While paying tribute to the team, the Minister of Health, Dr. Osagie Emmanuel Ehanire, announced that the operation followed careful and detailed planning by a team of “indigenous paediatric, plastic & cardiothoracic surgeons.”
The minister said: “This is a demonstration of excellent team work, which also shows that with confidence in the health sector, we can do great things in Nigeria.
“One of the reasons why some Nigerians travel abroad for treatment is because they lack confidence in the health sector. They believe that we do not have specialists and the required medical equipment to handle to handle sensitive cases, but this case has shown that we have the expertise. No foreign aid was involved in the surgery.
“The ability of these experts to work together means that we can stand up to many international hospitals, as far as advanced surgery is concerned. This is a complex one involving conjoined twins with one liver.”
The twin, seen from their photo appeared to be joined at the abdomen. The time of the surgery was not disclosed but the briefing organized as the National Hospital discharges the separated twins.
Professor Emmanuel Ameh said that the twins were monitored for 15 months before the surgery and that it involved a team of 78 medical staff.
“We received the twins on August 14, 2018 and quickly constituted an inter-disciplinary team, including pediatric surgeons, cardiac surgeons, plastic surgeons, nurses, imaging experts, dermatologists and other experts from various medical disciplines, as well as support staff.”

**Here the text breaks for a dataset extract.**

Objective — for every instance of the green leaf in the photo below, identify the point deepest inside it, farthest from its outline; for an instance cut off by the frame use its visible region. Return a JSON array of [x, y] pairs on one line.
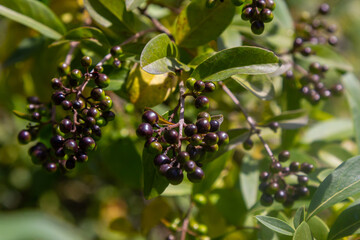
[[347, 222], [249, 180], [197, 24], [289, 119], [303, 232], [240, 60], [276, 225], [36, 225], [339, 185], [334, 129], [153, 183], [33, 14], [87, 33], [352, 89], [159, 56], [299, 216], [318, 228], [259, 85], [133, 4]]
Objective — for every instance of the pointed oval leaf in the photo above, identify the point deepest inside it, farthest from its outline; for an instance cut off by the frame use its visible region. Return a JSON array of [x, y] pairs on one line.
[[197, 24], [259, 85], [303, 232], [347, 222], [276, 225], [318, 228], [33, 14], [339, 185], [159, 56], [240, 60]]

The surgery lasted for 12 and a half hours although the team was prepared to go up to 48 hours if need be. The duo spent one week in Intensive Care Unit before being transferred to the ward.
The need to monitor for 15 months was necessitated because the twins needed to be allowed to grow well to withstand the stress of surgery, Professor Ameh noted.
“One of the major challenges was that the twins came with their intestines bulging out of the lower part of the tummy, which we quickly resolved.
“We also needed to determine if they could survive separately after separation. We found out that they had two separate hearts that were normal, but with a common cover. They also shared the lower half of the chest and there was only one liver serving the two of them. Other organs were separate and normal.”Professor Ameh, team lead, speaking on the challenges before the procedure.
Conjoined twins are rare in Nigeria with less than 500 cases per annum.
“Conjoined twins are two babies who are born physically connected to each other.
“Conjoined twins develop when an early embryo only partially separates to form two individuals. Although two fetuses will develop from this embryo, they will remain physically connected — most often at the chest, abdomen or pelvis. Conjoined twins may also share one or more internal organs.Source: Mayo Clinic
While this is a remarkable success, this is not the first time conjoined twins would be separated in Nigeria. Conjoined twins had been separated in Nigeria and reported in the Nigerian Journal of Paediatrics.